A systematic review found evidence suggesting that the combination of NBP and conventional neuroprotective agents improves functional recovery at 90 days after ischemic stroke compared with conventional drugs alone [6]. And many randomized, double-blind, placebo-controlled, multicenter clinical trials also suggest that NBP may be a safe and effective treatment for ischemic stroke [7,8,9,10]. This trial will be exploring the efficacy and safety of butylphthalide in secondary prevention of ischemic stroke, in order to expand the application of butylphthalide soft capsules and provide new evidence for enriching the secondary prevention of stroke.

In addition, this trial is a real-world trial highlighting the practicability of the research results. We have a larger sample size and a longer follow-up time, which can better reduce the sampling error and more easily detect other adverse events. This research can better represent the target population, and its treatment methods are close to the actual treatment [31], which can better reflect the effectiveness of butylphthalide in the real world.

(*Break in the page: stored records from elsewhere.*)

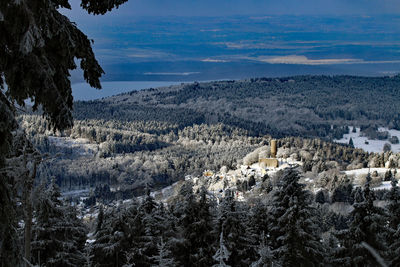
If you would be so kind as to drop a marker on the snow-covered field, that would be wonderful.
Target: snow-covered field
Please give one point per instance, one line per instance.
(374, 145)
(80, 146)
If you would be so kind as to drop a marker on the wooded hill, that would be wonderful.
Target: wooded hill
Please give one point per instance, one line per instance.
(295, 106)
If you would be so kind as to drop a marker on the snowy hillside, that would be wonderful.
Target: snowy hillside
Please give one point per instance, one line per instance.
(368, 145)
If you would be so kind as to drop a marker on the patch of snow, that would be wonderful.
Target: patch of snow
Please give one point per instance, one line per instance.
(80, 146)
(362, 171)
(375, 146)
(385, 185)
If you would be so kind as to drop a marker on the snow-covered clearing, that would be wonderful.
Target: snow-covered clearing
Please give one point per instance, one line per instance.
(373, 145)
(80, 146)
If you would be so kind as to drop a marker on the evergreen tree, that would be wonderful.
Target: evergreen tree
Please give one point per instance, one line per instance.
(100, 218)
(394, 248)
(294, 235)
(195, 226)
(351, 143)
(38, 48)
(163, 258)
(393, 208)
(265, 254)
(230, 222)
(222, 254)
(59, 236)
(367, 225)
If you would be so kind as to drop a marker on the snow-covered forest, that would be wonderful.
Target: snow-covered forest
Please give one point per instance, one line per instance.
(224, 173)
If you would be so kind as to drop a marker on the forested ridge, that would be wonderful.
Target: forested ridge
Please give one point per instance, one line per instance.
(295, 106)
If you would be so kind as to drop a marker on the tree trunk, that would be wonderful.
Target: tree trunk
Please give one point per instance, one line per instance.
(28, 212)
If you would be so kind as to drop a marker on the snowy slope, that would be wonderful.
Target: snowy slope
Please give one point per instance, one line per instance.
(374, 145)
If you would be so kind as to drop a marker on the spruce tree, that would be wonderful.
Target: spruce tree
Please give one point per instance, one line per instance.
(164, 257)
(38, 48)
(195, 227)
(393, 208)
(230, 222)
(293, 233)
(265, 254)
(367, 225)
(58, 235)
(222, 254)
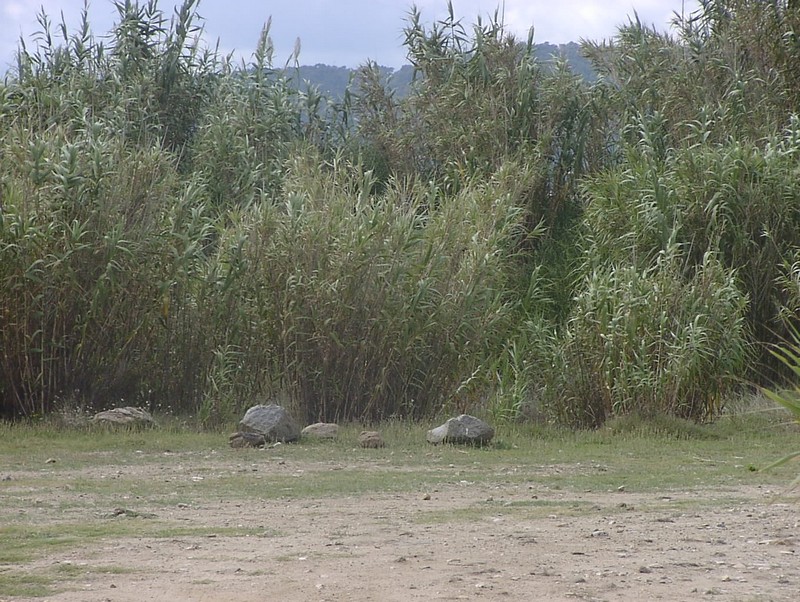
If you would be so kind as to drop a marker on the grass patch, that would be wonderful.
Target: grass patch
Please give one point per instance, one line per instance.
(159, 476)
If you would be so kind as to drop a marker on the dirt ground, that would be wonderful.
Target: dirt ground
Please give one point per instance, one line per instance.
(461, 541)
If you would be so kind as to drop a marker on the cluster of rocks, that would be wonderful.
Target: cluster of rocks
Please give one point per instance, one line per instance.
(263, 424)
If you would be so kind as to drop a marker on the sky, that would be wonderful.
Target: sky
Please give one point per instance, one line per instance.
(348, 32)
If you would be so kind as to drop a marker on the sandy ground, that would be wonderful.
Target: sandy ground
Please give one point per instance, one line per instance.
(462, 541)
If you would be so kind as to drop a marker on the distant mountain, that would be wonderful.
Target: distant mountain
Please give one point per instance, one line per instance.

The most important feature of this study is to use the network platform to complete the follow-up. In previous studies, it is difficult for patients to complete NIHSS score or mRS score in follow-up by returning to the hospital, resulting in a large number of dropouts and incomplete information. In this study, researchers score the mRS and NIHSS of the subjects by making a video call with them. So it could eliminate the inconvenience of patients returning to hospital for follow-up. In addition, by Wechat group, Wechat Mini Programs and other ways, we could manage patients, remind patients of medication time, guide patients how to use drugs, and greatly increase patients’ compliance with medication. It is critical for the management of medical big data in the future in China. In the future, we may develop artificial intelligence, machine learning and other means to standardize scoring.

Trial status

This trial is in the recruitment phase. Patient recruitment begins in December 2020 and is expected to be completed in June 2023.